Some extra tips, with RSS you can subscribe to YouTube channels, and twitter too (the last one you can grab the feeds from nitter).

STOP using SOCIAL MEDIA for News, RSS is MUCH BETTER!

PeerTube
@petrescatraian Thank you for the video! I will give it a watch and go from them! I appreciate it.

@GhostCowboy76 you're welcome! 😁

@tshannon

@petrescatraian I am setting up my NewsBlur right now and very excited, thanks again!
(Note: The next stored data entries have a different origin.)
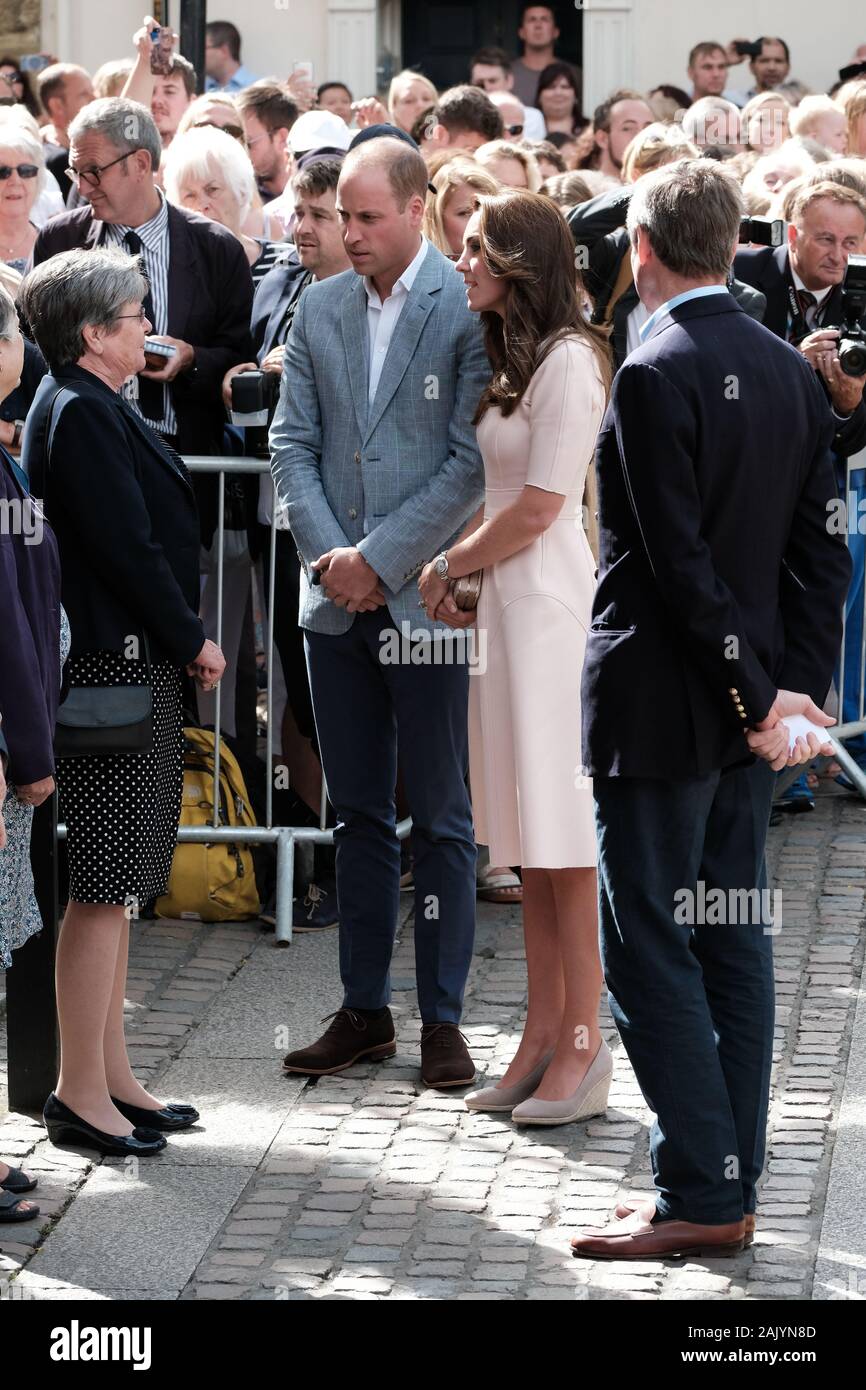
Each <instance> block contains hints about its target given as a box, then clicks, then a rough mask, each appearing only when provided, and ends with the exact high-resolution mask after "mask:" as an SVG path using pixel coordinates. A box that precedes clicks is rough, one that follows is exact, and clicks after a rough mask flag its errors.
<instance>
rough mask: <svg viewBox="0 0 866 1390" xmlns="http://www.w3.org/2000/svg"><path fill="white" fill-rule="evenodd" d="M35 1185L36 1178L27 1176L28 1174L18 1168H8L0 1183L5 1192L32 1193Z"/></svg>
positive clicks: (12, 1192) (0, 1185) (34, 1187)
mask: <svg viewBox="0 0 866 1390" xmlns="http://www.w3.org/2000/svg"><path fill="white" fill-rule="evenodd" d="M35 1186H36V1179H35V1177H28V1175H26V1173H22V1172H21V1169H19V1168H10V1170H8V1173H7V1175H6V1177H4V1179H3V1181H1V1183H0V1187H3V1190H4V1191H7V1193H32V1191H33V1188H35Z"/></svg>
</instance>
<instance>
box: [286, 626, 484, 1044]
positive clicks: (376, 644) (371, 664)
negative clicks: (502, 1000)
mask: <svg viewBox="0 0 866 1390" xmlns="http://www.w3.org/2000/svg"><path fill="white" fill-rule="evenodd" d="M393 631H395V624H393V620H392V617H391V614H389V612H388V609H378V610H377V612H375V613H359V614H357V616H356V619H354V623H353V624H352V627H350V628H349V631H348V632H343V634H341V635H338V637H332V635H329V634H322V632H311V631H307V632H306V634H304V638H306V649H307V666H309V671H310V689H311V692H313V712H314V716H316V728H317V733H318V744H320V749H321V759H322V766H324V770H325V777H327V781H328V795H329V798H331V803H332V805H334V809H335V812H336V830H335V833H334V841H335V845H336V899H338V906H339V967H341V976H342V981H343V991H345V995H343V1004H345V1005H348V1006H349V1008H359V1009H378V1008H382V1006H384V1005H386V1004H388V1002H389V998H391V976H389V972H391V955H392V949H393V940H395V934H396V926H398V915H399V895H400V844H399V840H398V837H396V828H395V827H396V803H395V784H396V773H398V756H399V760H400V771H402V776H403V787H405V791H406V798H407V802H409V810H410V813H411V820H413V830H411V841H413V851H414V881H416V920H414V927H416V974H417V987H418V1005H420V1011H421V1019H423V1022H424V1023H459V1022H460V1013H461V1008H463V991H464V988H466V979H467V974H468V967H470V962H471V956H473V942H474V934H475V859H477V851H475V840H474V835H473V815H471V806H470V799H468V792H467V788H466V774H467V765H468V734H467V708H468V666H467V664H466V662H464V660H463V662H460V663H459V664H445V663H442V664H435V663H430V664H420V663H416V662H411V660H393V652H391V656H388V645H384V639H385V638H386V635H388V634H389V632H391V634H393ZM446 641H448V642H450V641H452V639H450V638H449V639H446ZM407 645H409V644H403V646H407ZM425 645H430V651H431V652H432V649H434V645H435V646H438V648H441V649H442V644H439V642H438V641H436V642H435V644H432V642H428V644H425ZM411 651H413V652H414V655H416V656H418V655H423V653H421V646H420V645H418V644H411ZM403 655H405V656H409V651H406V652H405V653H403ZM382 656H385V657H386V659H382Z"/></svg>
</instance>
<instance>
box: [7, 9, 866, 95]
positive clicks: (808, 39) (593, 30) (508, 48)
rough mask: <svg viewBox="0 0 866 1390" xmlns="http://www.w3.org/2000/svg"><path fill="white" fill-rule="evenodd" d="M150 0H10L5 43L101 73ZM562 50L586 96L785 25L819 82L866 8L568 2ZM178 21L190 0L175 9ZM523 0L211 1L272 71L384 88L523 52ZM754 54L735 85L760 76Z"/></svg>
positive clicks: (831, 81) (786, 29)
mask: <svg viewBox="0 0 866 1390" xmlns="http://www.w3.org/2000/svg"><path fill="white" fill-rule="evenodd" d="M145 8H147V6H146V4H143V3H142V0H0V47H3V44H6V47H7V49H8V50H10V51H11V53H13V54H15V56H18V54H21V53H25V51H38V50H47V51H50V53H56V54H60V56H61V57H64V58H68V60H71V61H75V63H81V64H83V65H85V67H86V68H89V70H90V71H93V70H95V68H96V67H99V64H100V63H104V61H106V60H107V58H117V57H121V56H122V54H125V53H131V42H129V40H131V36H132V33H133V32H135V29H136V28H138V26H139V25H140V22H142V11H143V10H145ZM555 8H556V10H557V15H559V24H560V29H562V39H560V44H559V50H560V54H562V57H564V58H567V60H569V61H571V63H577V64H578V65H580V67H582V70H584V108H585V110H587V111H591V110H592V107H594V106H595V104H596V103H598V101H599V100H602V99H603V97H605V96H606V93H609V92H612V90H613V89H614V88H617V86H635V88H638V89H639V90H648V89H649V88H652V86H656V85H657V83H660V82H671V83H676V85H684V83H685V81H687V78H685V58H687V54H688V50H689V49H691V46H692V44H694V43H698V42H699V40H702V39H719V40H720V42H723V43H726V42H728V40H730V39H733V38H749V36H751V38H758V33H770V35H776V33H778V35H781V36H783V38H784V39H785V40H787V42H788V43H790V46H791V50H792V75H794V76H796V78H799V79H801V81H802V82H805V83H806V85H808V86H809V88H812V89H813V90H816V92H823V90H826V89H827V86H828V85H830V83H831V82H833V81H834V79H835V75H837V72H838V68H840V67H842V65H844V64H847V63H848V61H849V60H851V57H852V53H853V50H855V49H856V46H858V44H859V43H863V42H866V18H865V17H863V15H859V14H858V10H856V7H852V6H851V4H849V3H848V0H826V3H824V4H823V6H820V8H817V7H816V6H815V3H813V0H727V3H726V4H724V6H723V7H720V6H717V4H714V3H710V0H557V3H556V4H555ZM165 11H168V21H167V22H171V24H174V25H175V28H177V25H178V17H179V0H167V4H164V6H163V13H164V14H165ZM518 13H520V4H518V0H449V3H439V0H209V4H207V17H209V18H210V19H231V21H232V22H234V24H236V25H238V28H239V29H240V32H242V35H243V61H245V64H246V65H247V67H249V68H250V70H252V71H254V72H257V74H260V75H272V74H274V75H278V76H286V75H288V74H289V72H291V71H292V64H293V63H297V61H306V63H311V64H313V71H314V78H316V81H317V82H324V81H329V79H339V81H343V82H346V83H348V85H349V88H350V89H352V92H353V93H354V96H368V95H371V93H373V92H375V90H379V92H381V90H384V89H385V88H386V85H388V81H389V79H391V76H392V75H393V72H396V71H399V68H400V67H403V65H417V67H420V68H421V70H423V71H427V72H430V75H431V76H432V78H434V81H436V82H438V83H439V85H446V83H448V82H455V81H460V79H461V78H464V76H466V61H467V58H468V54H470V53H471V51H473V50H474V49H475V47H478V46H481V44H482V43H496V44H502V46H503V47H506V49H510V50H512V51H514V53H516V51H517V18H518ZM749 85H751V74H749V70H748V65H746V64H742V67H740V68H734V70H733V71H731V86H735V88H744V89H745V88H748V86H749Z"/></svg>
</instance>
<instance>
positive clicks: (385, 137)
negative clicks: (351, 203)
mask: <svg viewBox="0 0 866 1390" xmlns="http://www.w3.org/2000/svg"><path fill="white" fill-rule="evenodd" d="M373 170H378V171H379V172H384V174H385V178H386V179H388V183H389V185H391V192H392V193H393V199H395V202H396V204H398V207H399V208H400V210H403V208H405V207H406V204H407V202H409V199H410V197H421V199H427V179H428V174H427V164H425V163H424V160H423V157H421V153H420V150H413V147H411V145H407V143H406V140H398V139H395V136H392V135H381V136H378V138H377V139H375V140H364V143H363V145H359V146H357V147H356V149H354V150H349V153H348V154H346V158H345V160H343V167H342V171H341V178H339V183H341V188H342V186H343V183H345V181H348V179H350V178H353V177H354V174H357V172H364V171H373Z"/></svg>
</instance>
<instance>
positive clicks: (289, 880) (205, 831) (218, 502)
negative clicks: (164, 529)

@GhostCowboy76 Hope you'll enjoy it! I have lots of feeds scattered around multiple feed readers that I used - from Opera (yes, it has an integrated RSS feed), to Feedly, to an extension in Firefox nowadays. Then settle to a feed reader, haha. I really got to clean my mess at some point. 😁

@tshannon

I was using Feedly for a long time but just discovered and paid for NewsBlur and it’s amazing. The killer feature is being able to easily see new posts as they come in as part of the Ui rather than having to refresh.
I've been using the nextcloud RSS reader for a while now. Not the most feature rich, but it does the job for me.
I use snownews in Linux, and had just figured out how to subscribed to RSS feeds of Reddit subs a week and a half ago. Whoops.
The problem isn't that I don't know about RSS, it's more that I don't really have any content sources that use it
You may be interested to know that any Lemmy community can become an RSS feed. Look for the little RSS icon to the right of the Sort Type drop down, click that and it takes you to the RSS feed. That URL can then be pasted into just about any RSS reader and you will see a list of the latest topics. I use ProtoPage as my browser home page and have widgets that show me Beehaw Technology, News, etc. I clicked on one of those stories to come to this post. (By the way, Reddit works this way by just putting an ".rss" at the end of the subreddit's URL. I used that a lot and am ecstatic that Lemmy allow a similar thing!)

How come?

I get the top hacker news from an RSS feed (https://hnrss.github.io/), individual blogs, YouTube channels, twitter accounts (getting the RSS feeds from bitter), etc

Most websites will have RSS hidden underneath.

the biggest thing that I would use it for would be individual blogs, I just only have 3 or 4 of those that I follow.

For the others, it doesn't help me that much to centralize them. Like with the hacker news rss feed, I can't comment or interact from the rss reader, so I might as well use the website. With twitter, all of my twitter follows are already centralized on twitter; same with youtube, reddit, or lemmy -- they already have feeds, and I can't interact from my feedreader.

You could use it as a source for contributing links rather than interacting with existing threads. Which is more important in the early days, particularly for niche communities.
I have no idea if it's possible or not, but some sort of service that allows for users who have the same RSS feeds be able to comment on things happening... sort of like magazines lol
NewsBlur does this. Something like this that uses the fediverse would be interesting though!

should be fairly trivial to set up a bot that takes an RSS feed input and then posts the items to a fediverse community

that would require users to subscribe to the specific fediverse community instead of the source RSS feed though

in fact, I follow a Mastodon bot that does exactly this with Steam Deck release notes RSS feed and it works well!

@[email protected]

This is a good idea!
I mean that's what a link aggregator is. HN and Lemmy are link aggregators.